So tonight we got back out the book Someone Came Before You. It's actually been awhile since I read it to her. More often this past year it's been books about the big sister/little brother coming after her. So this book is about how there are two parents who love each other very much, and they decide to have a baby, and they are very happy, but then the baby dies, and they are very sad, until they have another baby: that's you!!
I was choking up as I was reading the page about how the baby dies. Glory could tell. She was holding her favorite stuffed puppy, and she started saying that his tail was ripping. She started to cry and wouldn't stop talking about this tail. I have never seen such a defense mechanism in such a young child. I finally just said "Glory it's ok, his tail is fine, but is the book making you sad?" And she said yes and started to cry more. The picture of the Mommy and the Daddy hugging and crying made her very sad. I told her it was ok to be sad, that Mommy and Daddy were very sad too, but to let me finish the book. It shows how the Mommy and Daddy are still sad, and they have tears, but their hearts grow and they have another baby. It shows the Mommy with the baby in her belly again and there is an angel baby on her shoulder. I showed her how the Mommy had a picture of the baby on the table, just like we have a picture of Kathlyn on the wall. I pointed to the angel in the book and I said "who's that?" and she said with a smile "Kathlyn!" And as the Mommy and Daddy have their new baby, she understands that that was her! And we said how we needed to draw a new baby Alex into the book too! It was such a sweet family moment as we all read the book together cuddled in each other's arms in our bed.
Also in the book they talk about how there's a special box that has memories about the baby.

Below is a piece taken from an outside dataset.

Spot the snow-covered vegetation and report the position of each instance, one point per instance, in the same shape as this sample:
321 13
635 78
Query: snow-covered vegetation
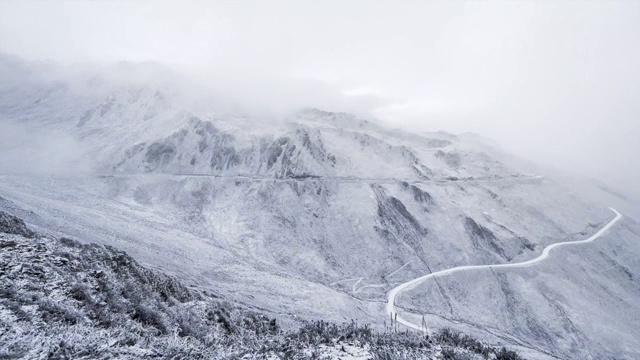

I told Glory that we have a box like this and so of course she wanted to see it. This was also very sweet. She wanted to see the dress, the blankets, the little heart pillow, some cards, and this little heart stone that the hospital chaplain gave me and I held it in my hands for almost the entire rest of my hospital stay. She loved that little stone and she said she wanted to hold it for a long time too. She wanted to "make Kathlyn's bed"... she put the blankets out all neatly and put the pillow on top. She put the hats together and stacked up the cards. It was so sweet. This is the first time I've showed her this box and I know now she's gonna wanna get it out and look at all of Kathlyn's things. I really think after tonight, she understands a lot more about who her sister is. And that it's sad but we can still celebrate her.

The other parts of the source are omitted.